# How to clean glossy steering wheel?



## energizedmortal (Jan 21, 2010)

I've read other suggestions about using a horse hair brush and scrubbing for two hours but I was wondering if there is a 10 minute alternative to cleaning the steering wheel so it looks matte again and not glossy. Any house hold products that will burn through the shine without destroying the leather?


----------



## AnotherGeezer (Dec 22, 2009)

Lexol works for me.


----------



## edjack (May 22, 2007)

Yes, Lexol, or Zymol, leather cleaner.


----------



## bmw_n00b13 (Feb 15, 2008)

Lexol is pretty shiny. I used Leatherique and a brush. Worked well. I love my Leatherique kit! Just be gentle on leather that's wearing; some people have found it can disintegrate if treated.(didn't for me)


----------



## 3sons66 (Mar 11, 2009)

Lexol cleaner (or plain water) using a Mr. Clean MAGIC ERASER. Very light pressure (like the weight of your hand) with multiple applications. Finish with a product to protect the leather and give a matte finish like armorall interior matte. This is not my car, but I used this technique and it worked amazing. I used lexol cleaner.

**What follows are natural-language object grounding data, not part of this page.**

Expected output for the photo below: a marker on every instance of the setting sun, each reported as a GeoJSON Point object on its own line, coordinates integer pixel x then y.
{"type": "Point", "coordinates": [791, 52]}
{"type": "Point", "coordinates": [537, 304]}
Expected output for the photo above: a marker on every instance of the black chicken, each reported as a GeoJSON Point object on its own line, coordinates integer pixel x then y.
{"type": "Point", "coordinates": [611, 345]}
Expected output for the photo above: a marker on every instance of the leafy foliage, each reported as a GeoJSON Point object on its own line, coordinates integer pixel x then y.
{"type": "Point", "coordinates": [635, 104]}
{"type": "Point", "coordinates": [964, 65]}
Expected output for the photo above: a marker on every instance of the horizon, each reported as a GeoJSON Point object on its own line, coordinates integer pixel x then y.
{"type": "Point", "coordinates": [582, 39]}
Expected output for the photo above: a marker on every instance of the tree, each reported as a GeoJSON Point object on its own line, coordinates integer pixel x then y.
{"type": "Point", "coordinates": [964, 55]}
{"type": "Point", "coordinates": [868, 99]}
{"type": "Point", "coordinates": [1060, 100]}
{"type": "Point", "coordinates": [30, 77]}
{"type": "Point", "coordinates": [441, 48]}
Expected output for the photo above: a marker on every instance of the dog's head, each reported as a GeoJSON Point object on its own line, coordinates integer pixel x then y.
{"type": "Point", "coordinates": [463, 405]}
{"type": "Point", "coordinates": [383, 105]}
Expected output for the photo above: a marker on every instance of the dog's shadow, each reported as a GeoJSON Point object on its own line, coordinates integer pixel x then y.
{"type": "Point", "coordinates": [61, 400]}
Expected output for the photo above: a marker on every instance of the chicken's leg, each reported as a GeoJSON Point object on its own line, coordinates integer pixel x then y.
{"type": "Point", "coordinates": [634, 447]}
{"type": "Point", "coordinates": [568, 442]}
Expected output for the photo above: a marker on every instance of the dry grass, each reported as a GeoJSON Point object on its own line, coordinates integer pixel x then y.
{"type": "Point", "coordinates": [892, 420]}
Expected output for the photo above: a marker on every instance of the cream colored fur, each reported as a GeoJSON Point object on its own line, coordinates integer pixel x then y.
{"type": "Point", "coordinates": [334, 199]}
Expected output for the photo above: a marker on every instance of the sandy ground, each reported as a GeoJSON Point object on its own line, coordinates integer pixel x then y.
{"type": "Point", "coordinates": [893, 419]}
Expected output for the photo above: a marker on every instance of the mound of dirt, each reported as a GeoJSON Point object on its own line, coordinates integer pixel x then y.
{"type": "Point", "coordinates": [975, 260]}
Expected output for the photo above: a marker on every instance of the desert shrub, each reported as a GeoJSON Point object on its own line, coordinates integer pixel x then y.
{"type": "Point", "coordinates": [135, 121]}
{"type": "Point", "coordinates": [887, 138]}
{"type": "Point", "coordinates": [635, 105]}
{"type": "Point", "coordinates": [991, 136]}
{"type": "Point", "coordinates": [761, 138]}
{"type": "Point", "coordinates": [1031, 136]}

Oh yeah sorry...the first pic is the BEFORE and the next two are the AFTER.


----------



## Danios (Dec 27, 2006)

+1 on magic eraser. Used it on my m3 with great results. Just go easy obviously


----------



## AnotherGeezer (Dec 22, 2009)

I had less of a glossy problem and more of a serious build up of hand lotion funk from the previous owner (I suspected hand lotion since my car had the requisite finger-nail scratches in the paint near the door handle). After a few applications of Lexol and some vigorous scrubbing, the funk was gone but did leave a few dull spots. The dull spots eventually went away with use.


----------



## DominguesE30 (Feb 22, 2006)

Them scratches are piss easy to get off. Use meguires scratch x and it will rid of them for you 


Sent from my iPhone using BimmerApp


----------



## AnotherGeezer (Dec 22, 2009)

DominguesE30 said:


> Them scratches are piss easy to get off. Use meguires scratch x and it will rid of them for you
> 
> Sent from my iPhone using BimmerApp


Already done.


----------